Dr. McKinnon cleared his throat. “Jonathan's told us about how you got to America, having to spend all that time on the boat.” Another glance at his wife, a hesitation. Then he tried again. “The thing is, when you and your family came into the clinic that first time … I'm afraid I just didn't …
realize
…”
“Oh, I shouldn't complain about that,” Sundara said, rescuing him. “Many people have a much harder time. Some have to stay in a refugee camp for many month, even a year or two. And all the boat people coming now— compare to them, we so lucky.”
She paused. Dr. McKinnon seemed relieved to have her do the talking. They all seemed to be waiting for more.
“Like the story about the lady who cry to Buddha because of her bad luck. You know this one? He tell her that her trouble will go away if she bring a seed from a house that has never known sorrow. The next week he find her singing so happy. When the Enlightened One ask if she find the Seed of Happiness, she say, ‘No, Enlightened One. At every house I find trouble worse than my own. So I now believe I am truly quite fortunate.’ ”
They were all smiling at her. Obviously, they liked the story. And it did contain much wisdom. Look at the Mc-Kinnons. With all their blessings, even their house could not produce the Seed of Happiness. Not when their hopes for more children had been dashed so many times.

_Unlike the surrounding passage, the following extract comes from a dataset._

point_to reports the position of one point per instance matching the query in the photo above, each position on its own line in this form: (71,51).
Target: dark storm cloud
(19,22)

While they ate their sandwiches, Jonathan's parents started telling about different sails they'd taken, and teased each other with stories, like the time Dr. McKinnon jumped out to pull the boat to shore and went in over his head. He insisted on describing all the features of his boat, which meant nothing to Sundara, of course, no more than the boat's odd name:
Bonnie Lass.
Then Mrs. McKinnon gathered up the paper plates. “Jonathan tells us you want to be a doctor,” she said.
Sundara nodded, glancing at Jonathan, wondering if he'd also told them how much she admired his father. “My family want me to become a doctor so maybe someday I can go back to Cambodia with World Vision or the Red Cross.”
Dr. McKinnon's bushy eyebrows went up. “That's quite a goal.”
He seemed surprised. Maybe he didn't think she was smart enough. She still did not meet his eyes, but lifted her chin a little. “I am hoping to go to Stanford.”
“Good choice!”
They were all smiling at her again.
“We went there,”Mrs. McKinnon explained. “That's where we met.”
Sundara smiled back, grateful she had managed to say the right thing. So difficult sometimes! She liked the American ideal of everyone being equal—even a peanut farmer could be President—but at times like this she missed the strict rules one followed in Kampuchea. At home she would have known their respective ranks and spoken accordingly, but here it was all so treacherously free and loose. A person might make a terrible mistake without even knowing it. Show too much respect and they thought you cringing; not enough, and you were rebellious. For there
were
different ranks of people. She knew now that even the Americans divided their people into classes—they just didn't like to admit it by spelling out the rules.
“So your aunt and uncle are planning to put you through college?”
“Dad, what is this, the Inquisition?”